As an analytics giant (and, full disclosure, my new employer), SAS has always been in the forefront of advanced analytics and data mining. But the topics of data governance and data management are emerging competencies for SAS – and topics that continue to find new audiences like the one at the Premier Business Leadership Series last week in Las Vegas.
In an interactive workshop called “Doing Data Governance the Right Way,” noted industry analyst and consultant Jill Dyché introduced data governance with a frank discussion of the political pressures and ownership issues that accompany corporate information. “But,” she said, “data governance can be the vehicle for bringing business and IT groups together, often for the first time.”
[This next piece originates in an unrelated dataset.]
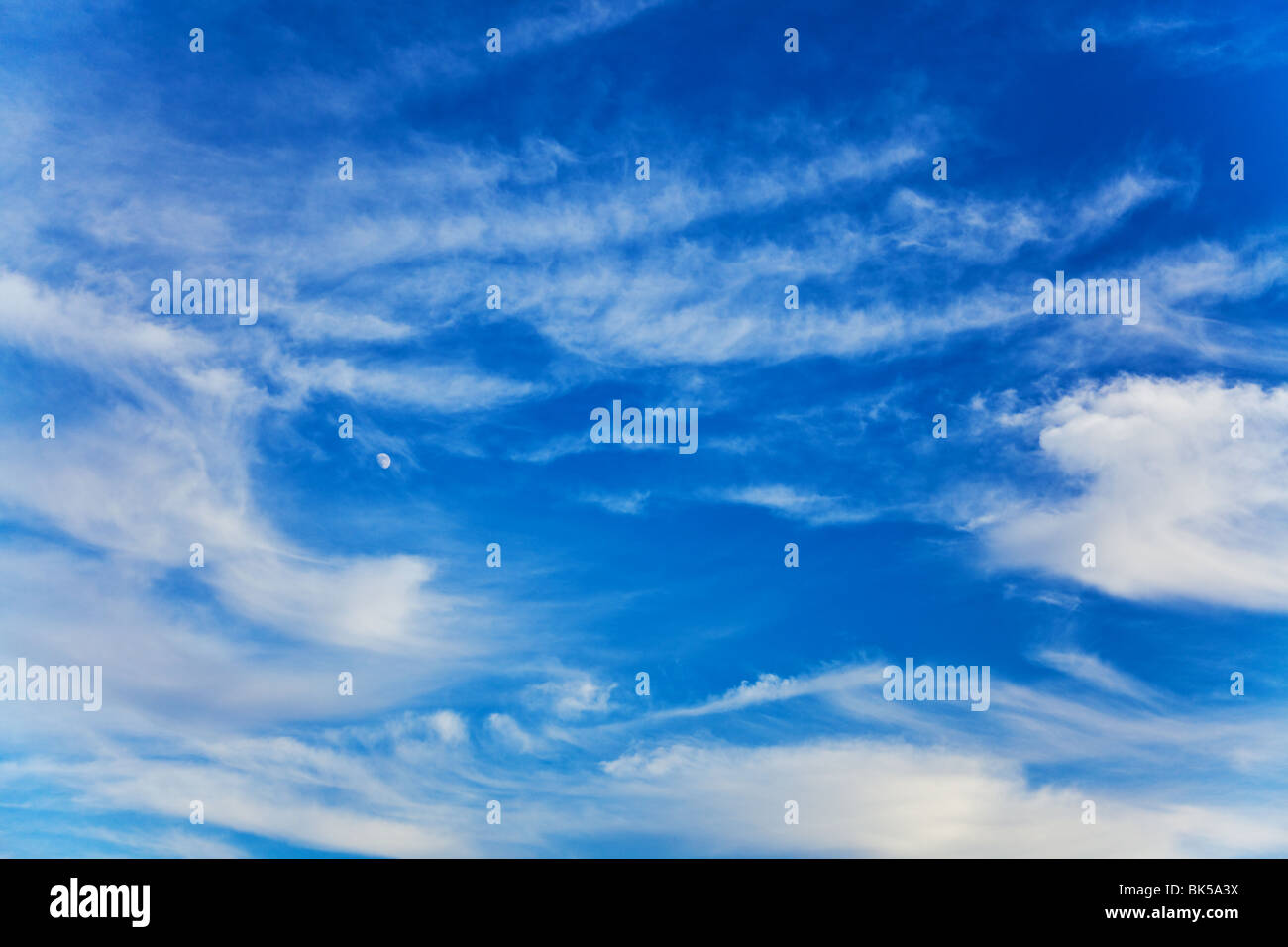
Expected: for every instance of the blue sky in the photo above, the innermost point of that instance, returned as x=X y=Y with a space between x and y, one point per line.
x=518 y=684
What? Business and IT aligning around data? Jill went on to relate examples of companies that had done just that, using pervasive data challenges to gain consensus on what Jill defines as “the policy-making and oversight of corporate information.”
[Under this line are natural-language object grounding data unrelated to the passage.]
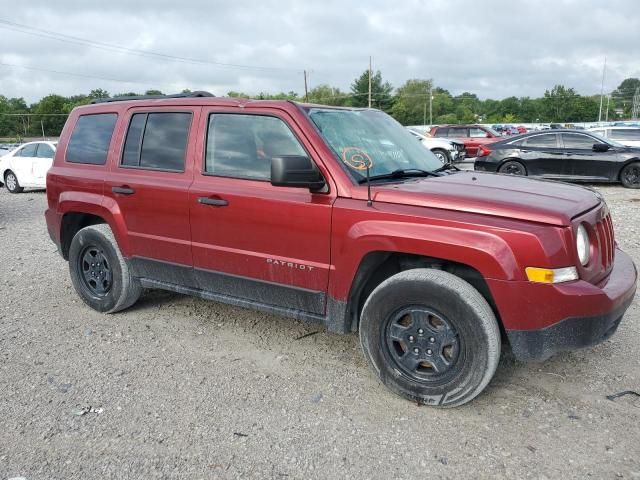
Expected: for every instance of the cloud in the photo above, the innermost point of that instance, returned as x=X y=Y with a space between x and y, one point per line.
x=492 y=48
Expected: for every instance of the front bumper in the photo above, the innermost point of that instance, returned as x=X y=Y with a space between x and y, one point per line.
x=545 y=319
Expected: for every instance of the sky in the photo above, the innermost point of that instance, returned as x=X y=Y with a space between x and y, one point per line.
x=494 y=49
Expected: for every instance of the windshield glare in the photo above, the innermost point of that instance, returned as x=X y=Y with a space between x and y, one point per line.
x=362 y=138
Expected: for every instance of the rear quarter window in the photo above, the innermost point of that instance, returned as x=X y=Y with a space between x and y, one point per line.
x=89 y=142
In a poll, half of the audience admitted they hadn’t started data governance yet. Questions ranged from where to start (“Find a need, pain or problem that is data enabled,” Jill advised) to how to convince executives that data governance was a critical need. “Tie data governance to corporate strategy…executives won’t say no,” she said, rattling off several real-life examples of how C-level executives funded data governance on the spot once they saw how their strategies would be data-enabled.
A few cautionary tales warned the audience against the mistakes other companies have made that can doom a data governance initiative. Try these tips to do it the right way:
- Define data governance in the context of your business and your needs. It’s not enough to assume that people understand what Jill called “the G word.”
- Show stakeholders “what it looks like here.” That means not just defining data governance, but designing it. There’s not a single template for data governance success.
- Don’t overlook cultural considerations. Some companies have very top-down cultures, where every initiative is executive-sponsored and funded before it begins. Others need to show “proof of value,” which might mean starting data governance with what Jill called an SCP, or “small, controlled project,” that shows results quickly.
- Embed execution capabilities. Many executives aren’t even aware of the data management activities taking place in their organizations. Highlight successes in data quality, metadata or data modeling if you’ve had them.